La publicación de 'Una breve historia de la misoginia', de Anna Caballé, que reúne docenas de textos despectivos contra la mujer extraídos de los clásicos de nuestra literatura, me ha traído a la memoria la reciente campaña 'El amor no duele', organizada por la Comisión para la Investigación de los Malos Tratos a Mujeres. Esta ONG hizo una encuesta en Madrid entre 2.600 jóvenes de 12 a 18 años. El 80% de las chicas cree que las quieren aunque las maltraten. A la pregunta, '¿puede existir el amor si hay maltrato?' o '¿si te pegan te quieren?', las chicas responden que sí en una abrumadora mayoría. Por tanto, las mujeres más jóvenes continúan con los aberrantes modelos de relación de las generaciones anteriores. También los chicos, que no dejan de ser nietos de Petrarca, el santo padre de tantos delirios amorosos de la poesía occidental de los últimos siete siglos, en un derroche de iluminación, consideran que, si no hay celos en la pareja, es porque no hay amor. El título de la campaña, 'El amor no duele', lanzada con vistas a prevenir la violencia en las relaciones entre los jóvenes, es afortunado.

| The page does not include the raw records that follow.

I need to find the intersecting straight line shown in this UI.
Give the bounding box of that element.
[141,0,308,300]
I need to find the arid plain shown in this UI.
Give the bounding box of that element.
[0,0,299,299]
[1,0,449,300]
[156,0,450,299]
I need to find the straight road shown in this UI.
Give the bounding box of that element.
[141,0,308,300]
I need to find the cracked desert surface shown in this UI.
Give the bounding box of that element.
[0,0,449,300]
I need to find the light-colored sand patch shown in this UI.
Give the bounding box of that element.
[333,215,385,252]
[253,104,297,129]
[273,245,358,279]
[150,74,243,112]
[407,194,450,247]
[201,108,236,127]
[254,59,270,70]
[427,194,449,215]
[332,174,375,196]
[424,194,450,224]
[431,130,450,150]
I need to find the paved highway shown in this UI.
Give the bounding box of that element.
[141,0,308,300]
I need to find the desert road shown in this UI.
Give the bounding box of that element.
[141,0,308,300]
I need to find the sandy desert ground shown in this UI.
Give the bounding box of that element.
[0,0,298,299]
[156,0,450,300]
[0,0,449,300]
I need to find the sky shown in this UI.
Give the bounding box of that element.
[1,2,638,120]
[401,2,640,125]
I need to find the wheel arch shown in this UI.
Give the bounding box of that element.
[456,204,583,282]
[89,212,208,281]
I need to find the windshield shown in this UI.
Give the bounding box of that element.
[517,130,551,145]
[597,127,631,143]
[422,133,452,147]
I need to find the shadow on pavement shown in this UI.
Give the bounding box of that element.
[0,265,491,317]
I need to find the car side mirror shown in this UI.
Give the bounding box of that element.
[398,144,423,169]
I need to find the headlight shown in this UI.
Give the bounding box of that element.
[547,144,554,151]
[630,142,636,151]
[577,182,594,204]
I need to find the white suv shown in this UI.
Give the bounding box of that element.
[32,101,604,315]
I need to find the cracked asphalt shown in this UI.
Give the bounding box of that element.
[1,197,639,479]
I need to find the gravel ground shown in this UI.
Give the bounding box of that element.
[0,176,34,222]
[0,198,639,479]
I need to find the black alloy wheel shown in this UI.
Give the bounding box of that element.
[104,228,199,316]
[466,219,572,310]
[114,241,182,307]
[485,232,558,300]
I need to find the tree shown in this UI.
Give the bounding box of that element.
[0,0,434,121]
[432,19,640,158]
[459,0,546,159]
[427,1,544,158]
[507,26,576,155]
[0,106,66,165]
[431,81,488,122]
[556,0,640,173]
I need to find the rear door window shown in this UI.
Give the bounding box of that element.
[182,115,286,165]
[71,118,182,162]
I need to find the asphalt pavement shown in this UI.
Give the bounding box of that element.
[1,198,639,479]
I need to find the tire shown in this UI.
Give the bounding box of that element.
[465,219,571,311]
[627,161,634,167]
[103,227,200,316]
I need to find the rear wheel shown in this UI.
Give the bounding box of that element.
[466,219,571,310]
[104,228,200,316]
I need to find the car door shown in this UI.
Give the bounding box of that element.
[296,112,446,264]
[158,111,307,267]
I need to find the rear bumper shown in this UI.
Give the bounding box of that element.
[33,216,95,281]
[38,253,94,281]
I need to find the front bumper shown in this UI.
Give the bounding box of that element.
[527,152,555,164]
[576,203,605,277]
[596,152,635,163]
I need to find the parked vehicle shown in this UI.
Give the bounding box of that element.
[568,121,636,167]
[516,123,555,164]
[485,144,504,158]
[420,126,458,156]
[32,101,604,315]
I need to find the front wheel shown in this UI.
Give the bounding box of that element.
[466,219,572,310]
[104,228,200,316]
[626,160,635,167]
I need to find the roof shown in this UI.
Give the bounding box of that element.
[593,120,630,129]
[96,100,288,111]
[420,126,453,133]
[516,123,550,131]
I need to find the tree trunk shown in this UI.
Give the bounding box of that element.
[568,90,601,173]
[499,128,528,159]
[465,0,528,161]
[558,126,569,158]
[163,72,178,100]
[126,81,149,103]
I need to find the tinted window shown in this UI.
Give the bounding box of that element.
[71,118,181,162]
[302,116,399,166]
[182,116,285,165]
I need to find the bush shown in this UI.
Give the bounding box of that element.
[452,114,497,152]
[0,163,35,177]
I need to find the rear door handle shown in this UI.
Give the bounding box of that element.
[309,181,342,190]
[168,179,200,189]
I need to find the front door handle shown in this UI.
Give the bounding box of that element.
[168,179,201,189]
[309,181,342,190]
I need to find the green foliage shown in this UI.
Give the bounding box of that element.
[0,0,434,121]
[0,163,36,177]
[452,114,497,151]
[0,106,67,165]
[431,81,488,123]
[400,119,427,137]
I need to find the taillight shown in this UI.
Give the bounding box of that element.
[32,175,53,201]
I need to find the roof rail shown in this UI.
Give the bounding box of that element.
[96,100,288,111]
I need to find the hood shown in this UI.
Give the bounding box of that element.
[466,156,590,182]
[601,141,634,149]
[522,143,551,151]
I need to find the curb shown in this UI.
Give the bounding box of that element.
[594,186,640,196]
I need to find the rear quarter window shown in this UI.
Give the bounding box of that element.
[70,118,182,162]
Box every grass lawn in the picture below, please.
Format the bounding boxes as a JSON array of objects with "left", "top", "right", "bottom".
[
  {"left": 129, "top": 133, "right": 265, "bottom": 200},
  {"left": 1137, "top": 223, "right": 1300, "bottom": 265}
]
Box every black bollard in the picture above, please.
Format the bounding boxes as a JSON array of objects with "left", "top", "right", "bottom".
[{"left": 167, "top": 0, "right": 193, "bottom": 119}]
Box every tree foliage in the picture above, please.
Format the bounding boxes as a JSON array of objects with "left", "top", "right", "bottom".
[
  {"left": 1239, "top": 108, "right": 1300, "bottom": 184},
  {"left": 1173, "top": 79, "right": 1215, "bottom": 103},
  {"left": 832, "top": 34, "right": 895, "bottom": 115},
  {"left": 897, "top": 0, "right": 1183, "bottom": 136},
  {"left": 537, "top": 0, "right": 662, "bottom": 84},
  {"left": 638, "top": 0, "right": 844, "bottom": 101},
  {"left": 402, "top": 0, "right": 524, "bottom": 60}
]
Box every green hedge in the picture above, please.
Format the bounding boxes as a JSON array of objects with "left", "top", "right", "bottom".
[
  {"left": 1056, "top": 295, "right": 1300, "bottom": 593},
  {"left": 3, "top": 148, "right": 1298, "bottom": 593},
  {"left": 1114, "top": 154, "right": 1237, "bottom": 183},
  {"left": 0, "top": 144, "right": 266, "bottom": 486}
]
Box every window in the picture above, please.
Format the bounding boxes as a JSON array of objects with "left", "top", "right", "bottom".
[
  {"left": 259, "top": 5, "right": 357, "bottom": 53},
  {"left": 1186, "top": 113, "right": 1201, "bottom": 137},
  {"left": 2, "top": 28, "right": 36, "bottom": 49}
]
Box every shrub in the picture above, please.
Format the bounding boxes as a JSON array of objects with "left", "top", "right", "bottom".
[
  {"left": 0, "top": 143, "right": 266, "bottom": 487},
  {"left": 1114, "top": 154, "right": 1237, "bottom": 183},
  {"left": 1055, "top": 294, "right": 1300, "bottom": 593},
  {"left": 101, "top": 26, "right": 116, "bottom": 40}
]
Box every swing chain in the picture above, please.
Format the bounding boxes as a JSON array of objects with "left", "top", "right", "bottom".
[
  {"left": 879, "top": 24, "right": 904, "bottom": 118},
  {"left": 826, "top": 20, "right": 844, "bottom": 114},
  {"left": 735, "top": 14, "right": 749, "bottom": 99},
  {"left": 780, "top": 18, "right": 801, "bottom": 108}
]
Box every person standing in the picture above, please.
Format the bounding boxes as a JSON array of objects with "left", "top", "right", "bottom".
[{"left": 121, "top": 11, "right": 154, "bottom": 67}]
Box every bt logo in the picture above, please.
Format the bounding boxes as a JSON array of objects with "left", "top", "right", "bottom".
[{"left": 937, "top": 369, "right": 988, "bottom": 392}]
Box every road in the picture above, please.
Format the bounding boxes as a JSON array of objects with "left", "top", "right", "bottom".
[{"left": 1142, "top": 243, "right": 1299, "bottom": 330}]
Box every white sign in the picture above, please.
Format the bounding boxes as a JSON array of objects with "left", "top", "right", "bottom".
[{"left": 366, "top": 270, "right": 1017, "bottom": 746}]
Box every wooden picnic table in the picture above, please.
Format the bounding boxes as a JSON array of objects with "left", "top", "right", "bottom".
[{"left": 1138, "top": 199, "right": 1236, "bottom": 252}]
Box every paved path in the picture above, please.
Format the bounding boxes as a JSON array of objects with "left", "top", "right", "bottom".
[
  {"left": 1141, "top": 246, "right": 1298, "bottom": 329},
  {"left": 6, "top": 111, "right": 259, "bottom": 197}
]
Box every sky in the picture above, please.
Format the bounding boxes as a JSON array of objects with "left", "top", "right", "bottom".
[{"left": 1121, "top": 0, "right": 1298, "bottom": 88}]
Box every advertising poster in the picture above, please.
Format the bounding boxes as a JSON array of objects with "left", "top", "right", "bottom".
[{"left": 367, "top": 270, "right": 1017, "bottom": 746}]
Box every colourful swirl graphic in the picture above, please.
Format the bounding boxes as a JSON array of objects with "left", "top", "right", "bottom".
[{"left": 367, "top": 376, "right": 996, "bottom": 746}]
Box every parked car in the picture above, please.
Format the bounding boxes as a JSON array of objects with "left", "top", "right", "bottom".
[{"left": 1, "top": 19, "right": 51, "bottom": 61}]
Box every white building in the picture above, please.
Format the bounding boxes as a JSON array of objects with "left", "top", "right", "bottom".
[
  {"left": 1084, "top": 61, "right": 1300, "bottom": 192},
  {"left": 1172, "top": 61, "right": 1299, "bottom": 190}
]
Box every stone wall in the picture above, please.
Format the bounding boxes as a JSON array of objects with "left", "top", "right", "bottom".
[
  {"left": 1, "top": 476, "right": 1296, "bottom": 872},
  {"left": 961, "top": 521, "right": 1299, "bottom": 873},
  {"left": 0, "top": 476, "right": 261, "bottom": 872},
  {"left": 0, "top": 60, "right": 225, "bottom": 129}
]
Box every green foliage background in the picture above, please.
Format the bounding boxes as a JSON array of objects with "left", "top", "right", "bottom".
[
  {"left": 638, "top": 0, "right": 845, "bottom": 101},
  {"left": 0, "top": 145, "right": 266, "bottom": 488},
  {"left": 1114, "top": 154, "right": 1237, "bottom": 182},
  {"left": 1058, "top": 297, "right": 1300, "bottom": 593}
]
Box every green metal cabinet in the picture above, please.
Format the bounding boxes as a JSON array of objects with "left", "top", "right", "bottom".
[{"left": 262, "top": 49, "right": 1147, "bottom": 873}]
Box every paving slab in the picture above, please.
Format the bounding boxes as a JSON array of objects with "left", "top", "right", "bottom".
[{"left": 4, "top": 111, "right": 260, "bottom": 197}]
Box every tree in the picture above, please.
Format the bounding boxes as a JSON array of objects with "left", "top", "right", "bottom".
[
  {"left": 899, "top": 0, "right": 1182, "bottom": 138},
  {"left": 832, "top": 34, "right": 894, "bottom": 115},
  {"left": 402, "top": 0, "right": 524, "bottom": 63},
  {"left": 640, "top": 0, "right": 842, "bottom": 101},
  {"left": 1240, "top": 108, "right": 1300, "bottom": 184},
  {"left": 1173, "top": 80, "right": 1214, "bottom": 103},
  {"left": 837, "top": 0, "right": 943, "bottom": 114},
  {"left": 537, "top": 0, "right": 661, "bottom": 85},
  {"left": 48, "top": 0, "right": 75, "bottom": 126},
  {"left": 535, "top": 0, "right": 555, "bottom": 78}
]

Y ¿qué es el amor? No cometeré el error de intentar definirlo porque acabo de leer la definición que da el Diccionario de la Real Academia Española y he necesitado veinte minutos para leer, varias veces, las cinco líneas de la primera acepción de esta voz. Si docenas de varones y no más, creo, de cuatro o cinco mujeres, después de más de dos siglos de historia de la Academia, han logrado una definición de amor tan dura de leer como refutable es que el concepto es muy complicado. También la Academia cuenta con un grave inconveniente histórico: las infinitas memeces que cientos de poetas -en el sentido amplio del término, versificadores, narradores, dramaturgos, letristas, cineastas y guionistas de series televisivas- de corte romántico han escrito sobre el amor han tenido que obnubilar necesariamente incluso las preclaras mentes de los académicos. Deseo citar esta definición de amor que da el Diccionario, pero, como tendré que poner comillas, me asalta una duda. Como lector de periódicos, en cuanto un articulista cita un texto y pone comillas, con la mayor frecuencia, dejo ya de leer el artículo y paso al artículo siguiente. Esa brusca ruptura del ritmo que imponen las comillas no la llevo bien en la lectura de la prensa -pero sí, por supuesto, en la lectura de libros- porque la abundancia de información obliga a leer rápido. Pero no resisto la tentación de dar esta definición que da el Diccionario para que quede claro lo difícil que es explicar el amor a los jóvenes y al resto de la población. Define el Diccionario el amor en estos pedregosos términos: «Sentimiento que mueve a desear que la realidad amada, otra persona, un grupo humano o alguna cosa, alcance lo que se juzga su bien, a procurar que ese deseo se cumpla y a gozar como bien propio el hecho de saberlo cumplido». Apliquemos esta definición a un caso concreto.
El norteamericano Richard Hayes Stone, ateniéndose a esta definición de amor de la Academia, tenía el sentimiento que le movía a desear que una niña amada por él alcanzara lo que él juzgaba su bien -el placer sexual- y procuraba que ese deseo se cumpliera. La violó, la niña se mató de un disparo en la cabeza y dejó una nota: «Preguntad a Richard Hayes Stone». Al tener noticia de esta violación, la actriz Teri Hatcher, la divorciada de la serie televisiva 'Mujeres desesperadas', sobrina del violador, fue a la policía y denunció a su tío, que también la había violado cuando ella tenía cinco años. Tras la denuncia de la sobrina contra su tío, el juez condenó a este delicado amante a 14 años de cárcel. La definición de amor que da el Diccionario de María Moliner le da sopas con ondas del mar Cantábrico a la definición de la Academia. María Moliner, la genial lexicógrafa a quien la Academia no honró con un sillón, definió así el amor: «Sentimiento experimentado por una persona hacia otra, que se manifiesta en desear su compañía, alegrarse con lo que es bueno para ella y sufrir con lo que es malo». El eslogan 'El amor no duele' da en el clavo. Quien te quiere te respeta y pone el mayor empeño en que no sufras y en que seas feliz.